Something in the Water

Count underwater archaeologist Jessi Halligan among the cowboys of science.

By Steven Potter|Friday, November 04, 2016
Florida State archaeologist Jessi Halligan is one of the few in her field who explore submerged terrain that used to be above the water line.
Mark Wallheiser

As an archaeologist at Florida State University, Jessi Halligan blends her love of teaching with her passion for underwater excavation of cultural artifacts. She got to indulge that passion when she and her team made a discovery, reported this past spring, in the Florida section of the Aucilla River.

Deep in a sinkhole, buried in a pile of sand and mastodon dung, was a small, ancient knife used for hunting and cutting carcass meat from the bone. The dung dates back roughly 14,500 years — some 1,500 years before the Clovis people, who were long thought to have been America’s first human inhabitants. Discover caught up with Halligan to learn more about the find and the murky world of underwater archaeology.

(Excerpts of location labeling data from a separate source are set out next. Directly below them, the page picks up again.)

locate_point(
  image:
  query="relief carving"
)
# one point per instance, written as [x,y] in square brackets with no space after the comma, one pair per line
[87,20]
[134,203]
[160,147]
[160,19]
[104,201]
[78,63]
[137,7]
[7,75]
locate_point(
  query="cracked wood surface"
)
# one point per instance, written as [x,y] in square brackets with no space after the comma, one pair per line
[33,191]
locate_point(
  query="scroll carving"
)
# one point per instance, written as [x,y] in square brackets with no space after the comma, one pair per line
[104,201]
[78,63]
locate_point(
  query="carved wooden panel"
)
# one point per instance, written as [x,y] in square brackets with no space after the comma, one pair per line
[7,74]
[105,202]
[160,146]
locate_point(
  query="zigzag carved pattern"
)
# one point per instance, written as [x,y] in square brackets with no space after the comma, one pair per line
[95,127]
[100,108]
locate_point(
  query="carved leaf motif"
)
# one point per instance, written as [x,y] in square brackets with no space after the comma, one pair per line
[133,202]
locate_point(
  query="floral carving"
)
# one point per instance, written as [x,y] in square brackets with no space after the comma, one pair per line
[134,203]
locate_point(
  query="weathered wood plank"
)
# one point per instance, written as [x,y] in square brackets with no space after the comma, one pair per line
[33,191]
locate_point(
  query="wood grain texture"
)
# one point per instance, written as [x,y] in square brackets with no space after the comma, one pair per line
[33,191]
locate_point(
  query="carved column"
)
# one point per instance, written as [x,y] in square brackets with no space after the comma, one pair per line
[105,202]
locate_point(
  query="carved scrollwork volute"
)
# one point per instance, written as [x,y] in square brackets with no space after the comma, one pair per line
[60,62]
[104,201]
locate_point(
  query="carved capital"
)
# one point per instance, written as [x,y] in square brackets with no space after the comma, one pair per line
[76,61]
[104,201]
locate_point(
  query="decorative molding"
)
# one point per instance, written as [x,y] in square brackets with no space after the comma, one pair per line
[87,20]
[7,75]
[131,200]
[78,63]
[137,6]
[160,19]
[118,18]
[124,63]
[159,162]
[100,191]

Q: First off, what’s the impact of the Aucilla River knife discovery?

A: A lot of us thought the Americas were populated by folks who came from Siberia across the Bering Land Bridge into Alaska and Canada. However, Canada wasn’t walkable 14,500 years ago — it was covered by ice. So if people were in Florida 14,500 years ago and there was no land route through Canada, then the first people who came to the Americas probably came by boat. Therefore, we really need to start re-examining when and where people came from and what we thought we knew. We don’t have all the answers we thought we did.

The small knife Halligan found under the water.
Florida State University

Q: Why did you decide to get into archaeology?

A: To me, it’s that combination of things: using your body as a tool to help you understand things, as well as using your brain to think about what those things meant and applying that to the big picture about people.

Q: How many underwater archaeologists are there?

A: For every 100 archaeologists, maybe one to five of them are underwater archaeologists, and most of them are shipwreck archaeologists. I’m one of only a few dozen maybe in the whole world who focus on landscapes that got covered by sea level rise or prehistoric settlements that were terrestrial but ended up underwater.

Q: What are some of the challenges you face underwater that you wouldn’t on land?

A: The water’s really dark, so you can’t see a long ways away, and you can’t have as many people working at the same time. Also, you can’t talk underwater, so you have to communicate via hand signals, which can slow things down.

Q: What’s misunderstood about underwater archaeology?

A: If you talked to other archaeologists, they would think that a lot of [underwater archaeologists] do this because we like to scuba dive and that we aren’t trying to answer research questions. We have this reputation as the cowboys of science — most of us aren’t like that. Most of us are just as serious as our terrestrial compadres. I work on land as much or more than I work underwater; I just feel that water lines shouldn’t be a limitation to your research.